Les méthodes de reconstitution de masse salariale utilisées par l’URSSAF sont des approximations. Elles reposent sur des extrapolations à partir d’un échantillon de salariés, des ratios de chiffre d’affaires, des analyses de flux de trésorerie. À chaque étape, des hypothèses sont posées — et chaque hypothèse est discutable :
- Le périmètre temporel : la période de dissimulation alléguée est-elle exacte ? S’arrête-t-elle bien à la prescription de 5 ans ? Certaines périodes ont-elles été doublement comptabilisées ?
- Le salaire de référence : quel salaire a été retenu pour reconstituer la masse ? Le SMIC ? Un salaire sectoriel ? Un salaire moyen calculé sur quels éléments ? Le parquet a-t-il retraité ce montant dans ses propres conclusions sans le justifier ?
- Le nombre de salariés concernés : tous les salariés inclus dans le calcul étaient-ils réellement dissimulés, ou certains étaient-ils correctement déclarés sur une partie de la période ?
- Les majorations URSSAF : l’URSSAF a-t-elle incorporé dans son calcul de préjudice civil des majorations qui ne sont pas du préjudice mais des pénalités administratives ? La Cour de cassation a cassé des arrêts d’appel sur ce point précis.
Ce travail est technique. Il nécessite de lire les annexes des PV ligne par ligne, de reprendre les tableurs de reconstitution, de les confronter aux bulletins de paie, aux relevés bancaires, aux déclarations sociales existantes. Ce n’est pas le travail le plus visible à l’audience — mais c’est souvent celui qui divise le montant du redressement par deux ou par trois.

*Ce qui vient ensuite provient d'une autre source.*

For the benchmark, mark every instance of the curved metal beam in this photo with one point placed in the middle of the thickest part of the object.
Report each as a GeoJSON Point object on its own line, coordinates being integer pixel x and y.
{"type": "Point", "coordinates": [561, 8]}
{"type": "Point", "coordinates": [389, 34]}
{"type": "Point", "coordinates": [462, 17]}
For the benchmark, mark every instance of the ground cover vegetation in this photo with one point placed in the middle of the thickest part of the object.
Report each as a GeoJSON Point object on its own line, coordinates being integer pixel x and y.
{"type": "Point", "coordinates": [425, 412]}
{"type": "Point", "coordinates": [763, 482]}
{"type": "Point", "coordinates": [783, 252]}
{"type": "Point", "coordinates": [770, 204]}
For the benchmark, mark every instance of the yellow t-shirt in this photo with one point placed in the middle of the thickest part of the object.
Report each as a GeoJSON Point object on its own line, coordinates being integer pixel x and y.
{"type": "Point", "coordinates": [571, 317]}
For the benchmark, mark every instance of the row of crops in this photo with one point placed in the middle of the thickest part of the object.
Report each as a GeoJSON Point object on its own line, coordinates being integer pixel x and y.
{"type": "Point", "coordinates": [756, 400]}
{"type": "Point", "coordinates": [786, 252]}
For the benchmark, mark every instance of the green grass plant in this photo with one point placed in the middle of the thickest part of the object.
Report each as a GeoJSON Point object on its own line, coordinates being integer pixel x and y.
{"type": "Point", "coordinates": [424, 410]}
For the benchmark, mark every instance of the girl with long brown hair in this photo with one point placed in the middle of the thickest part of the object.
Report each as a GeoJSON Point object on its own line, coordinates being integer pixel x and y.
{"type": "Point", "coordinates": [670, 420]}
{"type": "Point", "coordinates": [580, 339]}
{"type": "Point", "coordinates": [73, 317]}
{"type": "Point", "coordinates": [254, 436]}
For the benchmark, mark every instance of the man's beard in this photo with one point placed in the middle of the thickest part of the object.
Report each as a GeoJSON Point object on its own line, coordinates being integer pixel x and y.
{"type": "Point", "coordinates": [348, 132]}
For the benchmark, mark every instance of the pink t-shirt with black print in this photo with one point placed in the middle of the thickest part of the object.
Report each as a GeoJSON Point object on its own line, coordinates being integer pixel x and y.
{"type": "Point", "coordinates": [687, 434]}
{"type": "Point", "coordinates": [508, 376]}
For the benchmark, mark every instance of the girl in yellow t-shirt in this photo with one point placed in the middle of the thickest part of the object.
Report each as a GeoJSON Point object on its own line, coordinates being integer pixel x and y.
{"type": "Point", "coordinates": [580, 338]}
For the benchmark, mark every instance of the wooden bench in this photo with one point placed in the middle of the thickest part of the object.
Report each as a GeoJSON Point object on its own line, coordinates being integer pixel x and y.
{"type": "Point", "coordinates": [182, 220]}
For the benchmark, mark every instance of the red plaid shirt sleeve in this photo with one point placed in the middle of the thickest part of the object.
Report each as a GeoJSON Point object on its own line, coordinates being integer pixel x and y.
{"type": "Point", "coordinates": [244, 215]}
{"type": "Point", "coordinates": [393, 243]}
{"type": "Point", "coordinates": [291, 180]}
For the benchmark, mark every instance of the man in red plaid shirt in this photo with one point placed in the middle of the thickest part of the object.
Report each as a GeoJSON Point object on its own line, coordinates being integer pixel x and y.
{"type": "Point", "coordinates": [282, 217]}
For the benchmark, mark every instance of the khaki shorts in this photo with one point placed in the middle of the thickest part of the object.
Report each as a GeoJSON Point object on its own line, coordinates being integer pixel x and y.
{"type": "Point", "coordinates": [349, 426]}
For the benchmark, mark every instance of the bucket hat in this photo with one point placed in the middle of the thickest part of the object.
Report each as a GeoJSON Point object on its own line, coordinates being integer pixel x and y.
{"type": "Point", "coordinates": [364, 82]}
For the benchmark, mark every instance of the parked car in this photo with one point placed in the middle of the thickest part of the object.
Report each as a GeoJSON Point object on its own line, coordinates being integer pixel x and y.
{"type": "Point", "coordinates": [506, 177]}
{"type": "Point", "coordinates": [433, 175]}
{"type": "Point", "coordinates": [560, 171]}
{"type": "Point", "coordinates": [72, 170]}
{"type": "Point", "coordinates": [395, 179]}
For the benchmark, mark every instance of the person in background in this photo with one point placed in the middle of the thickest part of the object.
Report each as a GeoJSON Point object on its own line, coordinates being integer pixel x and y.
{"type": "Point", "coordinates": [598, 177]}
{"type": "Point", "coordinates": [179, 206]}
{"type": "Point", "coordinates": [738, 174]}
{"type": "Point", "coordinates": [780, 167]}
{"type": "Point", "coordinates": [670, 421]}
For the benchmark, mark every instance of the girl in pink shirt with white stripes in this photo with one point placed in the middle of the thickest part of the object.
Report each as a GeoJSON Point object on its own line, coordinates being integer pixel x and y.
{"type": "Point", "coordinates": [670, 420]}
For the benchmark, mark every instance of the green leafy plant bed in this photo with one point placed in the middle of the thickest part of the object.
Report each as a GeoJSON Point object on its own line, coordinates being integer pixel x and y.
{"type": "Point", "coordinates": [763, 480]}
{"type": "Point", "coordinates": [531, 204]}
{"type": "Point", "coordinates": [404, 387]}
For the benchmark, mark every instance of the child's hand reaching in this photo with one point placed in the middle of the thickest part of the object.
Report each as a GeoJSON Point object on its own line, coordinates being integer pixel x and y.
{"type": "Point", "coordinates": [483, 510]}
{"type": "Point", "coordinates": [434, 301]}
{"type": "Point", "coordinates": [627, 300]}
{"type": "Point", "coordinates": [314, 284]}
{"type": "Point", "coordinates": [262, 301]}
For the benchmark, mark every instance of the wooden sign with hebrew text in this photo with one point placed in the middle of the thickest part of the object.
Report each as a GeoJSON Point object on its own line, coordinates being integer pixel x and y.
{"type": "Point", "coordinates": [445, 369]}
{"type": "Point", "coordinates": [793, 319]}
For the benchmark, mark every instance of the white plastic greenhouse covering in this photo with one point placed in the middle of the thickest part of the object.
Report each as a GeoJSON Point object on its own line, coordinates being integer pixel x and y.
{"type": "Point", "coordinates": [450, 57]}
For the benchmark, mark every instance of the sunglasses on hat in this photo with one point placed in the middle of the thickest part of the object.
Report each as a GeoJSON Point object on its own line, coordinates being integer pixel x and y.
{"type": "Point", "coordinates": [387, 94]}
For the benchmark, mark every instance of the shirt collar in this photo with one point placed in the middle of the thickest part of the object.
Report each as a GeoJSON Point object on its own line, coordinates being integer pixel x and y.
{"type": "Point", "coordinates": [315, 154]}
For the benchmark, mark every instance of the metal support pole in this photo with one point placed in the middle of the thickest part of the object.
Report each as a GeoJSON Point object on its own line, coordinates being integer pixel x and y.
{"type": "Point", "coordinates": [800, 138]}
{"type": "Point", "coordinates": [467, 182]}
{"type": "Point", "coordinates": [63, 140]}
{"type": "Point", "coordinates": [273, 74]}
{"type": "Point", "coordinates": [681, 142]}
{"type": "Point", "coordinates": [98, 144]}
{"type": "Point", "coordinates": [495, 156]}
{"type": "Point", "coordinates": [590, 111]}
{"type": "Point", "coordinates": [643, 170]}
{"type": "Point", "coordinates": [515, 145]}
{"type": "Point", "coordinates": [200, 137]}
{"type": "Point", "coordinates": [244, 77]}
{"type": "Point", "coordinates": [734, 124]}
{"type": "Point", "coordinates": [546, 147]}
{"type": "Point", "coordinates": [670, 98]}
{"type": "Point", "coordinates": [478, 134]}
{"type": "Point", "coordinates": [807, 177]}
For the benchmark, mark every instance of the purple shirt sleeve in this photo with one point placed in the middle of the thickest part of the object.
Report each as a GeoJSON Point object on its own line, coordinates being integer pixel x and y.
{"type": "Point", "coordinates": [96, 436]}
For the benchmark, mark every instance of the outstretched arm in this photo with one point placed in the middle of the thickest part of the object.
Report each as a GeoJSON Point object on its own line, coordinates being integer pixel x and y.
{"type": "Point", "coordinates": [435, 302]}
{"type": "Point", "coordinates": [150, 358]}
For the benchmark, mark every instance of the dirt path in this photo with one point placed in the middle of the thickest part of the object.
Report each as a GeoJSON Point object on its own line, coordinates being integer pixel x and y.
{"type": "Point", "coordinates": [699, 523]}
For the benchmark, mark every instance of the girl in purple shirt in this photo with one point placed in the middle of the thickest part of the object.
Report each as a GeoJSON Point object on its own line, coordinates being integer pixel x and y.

En parallèle, d’autres fronts doivent être ouverts sans délai.
Ne pas accepter une CRPC ou une composition pénale sans analyse préalable. C’est le piège le plus dangereux de ces procédures. Une comparution sur reconnaissance préalable de culpabilité (CRPC) ou une composition pénale acceptée sans discussion équivaut à une reconnaissance de culpabilité. L’URSSAF et l’OFII s’en serviront immédiatement pour déclencher ou confirmer leurs sanctions administratives et civiles cumulatives. Avant d’accepter toute proposition du parquet, la défense doit avoir évalué les conséquences en cascade sur les procédures administratives — et d’abord audité les calculs.
Gérer la fermeture administrative en urgence. Une fois le procès-verbal transmis au préfet, l’employeur dispose d’un délai de 15 jours pour solliciter un rendez-vous à la préfecture et présenter des observations écrites ou orales dans le cadre de la procédure contradictoire préalable obligatoire. Ce délai est court et doit être activé immédiatement. Si la décision de fermeture est néanmoins prononcée, elle peut être contestée devant le tribunal administratif dans un délai de deux mois. Un référé suspension peut être envisagé en cas d’extrême urgence, mais les conditions en sont strictes.
Identifier précisément le chef d’infraction. Recours au travail dissimulé et travail dissimulé ne sont pas les mêmes infractions et n’appellent pas les mêmes moyens. Un dossier de prévention qui confond les qualifications ou impute à un donneur d’ordre des faits relevant de son sous-traitant ouvre un angle d’attaque réel sur la qualification retenue.
Coordonner les procédures gigognes. Le travail illégal génère quatre procédures parallèles : pénale devant le tribunal correctionnel, administrative devant le tribunal administratif (fermeture, contribution OFII, exclusion marchés publics), sociale devant la juridiction de sécurité sociale (redressement URSSAF), civile devant le conseil de prud’hommes (indemnité 6 mois). Ces procédures sont autonomes mais s’alimentent mutuellement. Une reconnaissance de culpabilité dans la procédure pénale peut avoir des effets dévastateurs sur les autres. La défense doit être coordonnée dès le stade du contrôle, pas au stade de l’audience.
Valentin Simonnet est avocat au Barreau de Paris. Il intervient en contentieux des affaires et en droit pénal des affaires.